You have to admit that just the name of the rural North Dakota school, which Randy attended for 14 months in the 1960s, draws you in to listen.
His tale is short. One day Randy and his classmates couldn’t go outside for recess because of coyotes in the schoolyard. That’s it. Yet, the story deserves telling. How many men in their early 50s attended a country school? Furthermore, how many of those students encountered coyotes on a school day?
Preserving such memories is important. So is preserving the actual school building. Last Sunday I stepped inside a one-room Minnesota country school that has been restored and transformed into a museum. That’s nothing new, really. Old schoolhouses have also become township halls, private residences and businesses, although some have been abandoned and simply fallen into heaps of rotting wood.
Members of The Christdala Preservation Association are assuring that doesn’t happen to the District 20 Millersburg School in rural Rice County.
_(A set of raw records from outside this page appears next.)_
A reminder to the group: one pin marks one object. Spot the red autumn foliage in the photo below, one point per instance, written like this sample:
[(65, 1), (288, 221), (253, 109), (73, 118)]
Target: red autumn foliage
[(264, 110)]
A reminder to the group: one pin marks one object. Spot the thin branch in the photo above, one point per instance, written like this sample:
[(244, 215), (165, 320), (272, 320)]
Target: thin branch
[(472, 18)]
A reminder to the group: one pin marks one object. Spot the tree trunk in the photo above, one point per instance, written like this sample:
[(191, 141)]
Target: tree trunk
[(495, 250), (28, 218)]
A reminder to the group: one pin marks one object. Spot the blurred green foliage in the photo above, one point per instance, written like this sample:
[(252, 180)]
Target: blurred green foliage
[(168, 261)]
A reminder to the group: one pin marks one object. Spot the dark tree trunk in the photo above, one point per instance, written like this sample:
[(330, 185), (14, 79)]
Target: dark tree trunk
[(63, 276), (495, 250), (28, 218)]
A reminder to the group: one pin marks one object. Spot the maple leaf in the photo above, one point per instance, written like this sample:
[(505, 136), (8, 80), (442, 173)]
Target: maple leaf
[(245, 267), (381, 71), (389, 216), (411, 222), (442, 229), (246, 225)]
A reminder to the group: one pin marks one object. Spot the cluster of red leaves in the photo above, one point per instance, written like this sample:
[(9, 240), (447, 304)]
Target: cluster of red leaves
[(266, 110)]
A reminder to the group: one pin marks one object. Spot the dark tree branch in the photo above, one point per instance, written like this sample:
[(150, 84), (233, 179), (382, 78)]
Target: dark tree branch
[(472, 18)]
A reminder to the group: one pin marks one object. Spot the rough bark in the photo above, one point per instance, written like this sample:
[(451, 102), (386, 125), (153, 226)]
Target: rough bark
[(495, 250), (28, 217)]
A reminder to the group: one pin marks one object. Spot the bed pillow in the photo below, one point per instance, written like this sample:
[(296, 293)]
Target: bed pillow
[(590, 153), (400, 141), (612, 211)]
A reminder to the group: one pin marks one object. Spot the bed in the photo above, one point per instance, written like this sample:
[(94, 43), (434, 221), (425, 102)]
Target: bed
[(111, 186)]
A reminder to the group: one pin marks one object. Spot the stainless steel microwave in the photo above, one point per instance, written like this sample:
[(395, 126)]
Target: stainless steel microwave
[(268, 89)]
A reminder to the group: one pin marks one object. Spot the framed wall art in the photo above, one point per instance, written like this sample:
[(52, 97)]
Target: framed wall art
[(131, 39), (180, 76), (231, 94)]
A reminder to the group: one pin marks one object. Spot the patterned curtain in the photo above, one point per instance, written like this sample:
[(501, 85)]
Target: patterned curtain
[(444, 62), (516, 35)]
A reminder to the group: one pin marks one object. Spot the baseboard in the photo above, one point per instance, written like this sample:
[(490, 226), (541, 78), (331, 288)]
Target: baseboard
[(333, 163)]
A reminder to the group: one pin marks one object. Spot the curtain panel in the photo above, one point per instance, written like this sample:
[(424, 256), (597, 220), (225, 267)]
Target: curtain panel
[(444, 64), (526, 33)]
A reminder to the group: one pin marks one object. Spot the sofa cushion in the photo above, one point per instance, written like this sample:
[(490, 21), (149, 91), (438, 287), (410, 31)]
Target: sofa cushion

The association has acquired the former schoolhouse and is transitioning it into a museum for the Millersburg community.
Inside I discovered records and artifacts from the school and nearby Christdala Evangelical Swedish Lutheran Church, historic photos, an old buggy, military memorabilia and more.
Mostly, though, I appreciated the care taken to restore the building. Gleaming wood floors made me want to push back the tables and chairs and host a square dance. These preservationists paid attention to detail, right down to the American flag and portrait of George Washington.
As this museum evolves, I expect, hope, that the preservation association will open the doors on a regular basis to the public. And I expect, hope, that those who gather there will exchange stories about their days in a country school, coyotes or not.